La visita de Donald Trump a China concluyó este viernes con señales de acercamiento político entre Washington y Pekín, además de promesas de cooperación comercial y nuevos esfuerzos por estabilizar la relación entre ambas potencias.
El gobierno chino presentó como uno de los principales logros de la cumbre la creación de un marco denominado “relación de estabilidad estratégica constructiva”, enfocado en mantener la cooperación, controlar diferencias y evitar una escalada de tensiones.
Analistas consideran que esta fórmula representa una pausa táctica dentro de la competencia estratégica entre ambos países, especialmente en áreas sensibles como comercio, tecnología y seguridad internacional.
Uno de los temas abordados fue Irán. Trump afirmó que Xi Jinping ofreció colaboración respecto al estrecho de Ormuz, mientras China insistió en la necesidad de mantener abiertas las rutas marítimas y continuar el diálogo diplomático sobre el programa nuclear iraní.
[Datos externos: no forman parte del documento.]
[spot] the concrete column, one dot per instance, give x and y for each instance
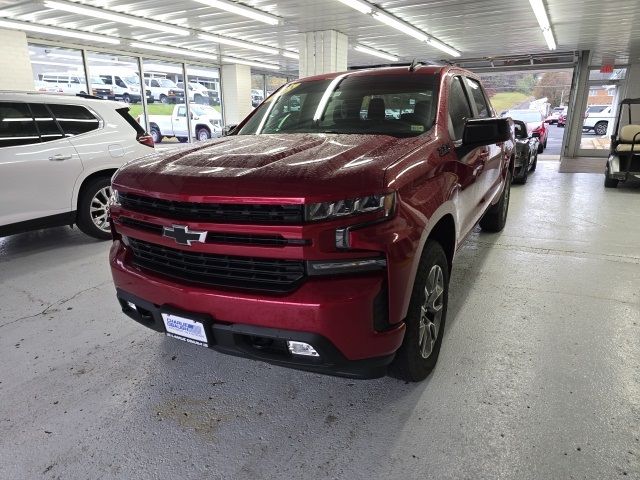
(322, 52)
(15, 64)
(236, 92)
(633, 81)
(577, 106)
En materia económica, funcionarios estadounidenses señalaron que existe interés mutuo en ampliar acuerdos agrícolas y mantener la tregua comercial vigente desde octubre pasado. También se mencionaron posibles avances en ventas de soja y aviones Boeing.
Sin embargo, asuntos clave como el acceso chino a semiconductores avanzados de Nvidia quedaron fuera de las conversaciones oficiales, según confirmó el representante comercial de Estados Unidos.
La reunión también estuvo marcada por gestos de cordialidad entre Xi y Trump, quienes sostuvieron encuentros privados y destacaron públicamente su relación personal.
Respecto a Taiwán, el secretario de Estado Marco Rubio reiteró que la postura de Estados Unidos no ha cambiado, pese a que Pekín volvió a colocar el tema como una prioridad dentro de la agenda bilateral.